Arbery, a 25-year-old Black man, was unarmed when he was accused of trespassing on the property of a South Georgia home, then hunted down and fatally shot on Feb. 23, 2020. It took 74 days after Arbery’s death for charges to be filed against the McMichaels. They were only arrested when the case picked up national attention from the press, which Holmes addressed in her interview. “My appointment was the fourth appointment of a prosecutor in a case. I think that was a pretty unique scenario and certainly required a lot of trust building,” she said, “because any trust that there may have been at the beginning of the process was lost over the first couple of months.”
Johnson, the applicable prosecutor at the time, recused herself from the case because Gregory McMichael used to work as an investigator in her office, but she also involved Waycross Judicial Circuit District Attorney George Barnhill to act in her stead. His son worked in the same office. Barnhill wrote in his eventual recusal letter that the Arbery family “are not strangers to the local criminal justice system,” according to The Atlanta Journal-Constitution. “From best we can tell, Ahmauds [sic] older brother has gone to prison in the past and is currently in the Glynn jail, without bond, awaiting new felony prosecution,” Barnhill added. “It also appears a cousin has been prosecuted by DA Johnson’s office.” Barnhill reportedly told the Glynn County Police Department on Feb. 24 that “he did not see grounds for the arrest of any of the individuals involved in Mr. Arbery’s death.”

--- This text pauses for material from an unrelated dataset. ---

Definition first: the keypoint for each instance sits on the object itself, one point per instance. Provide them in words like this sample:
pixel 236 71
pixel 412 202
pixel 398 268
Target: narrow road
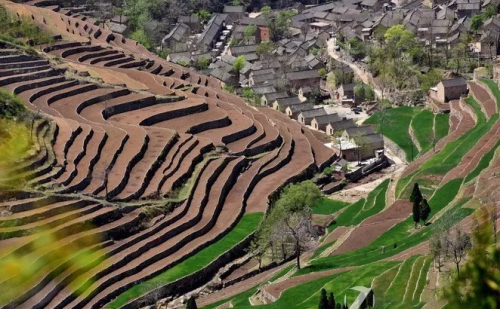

Without even knowing about those specifics, Arbery’s mother Wanda Cooper initiated the push for Barnhill’s recusal, said attorney Lee Merritt, who’s on the Arbery family legal team. Merritt said during a virtual press conference that Johnson played a “direct role” in “instructing law enforcement not to make the arrest of the men responsible for Ahmaud’s murder,” and in coordinating with other prosecutors in the region to ensure Arbery’s family was denied answers.
When Holmes was asked whether she thought Bryan and the McMichaels could get a fair trial in Georgia, she said she knows the hard work the Cobb County District Attorney’s Office has put into the case and she has faith that team will “do the right thing,” ultimately leading to “a result of guilty for all three defendants.”
The murder trial against Bryan, Travis McMichael, and Gregory McMichael, who also face federal hate crime and attempted kidnapping charges, is set to begin on Oct. 18, according to The Atlanta Journal-Constitution.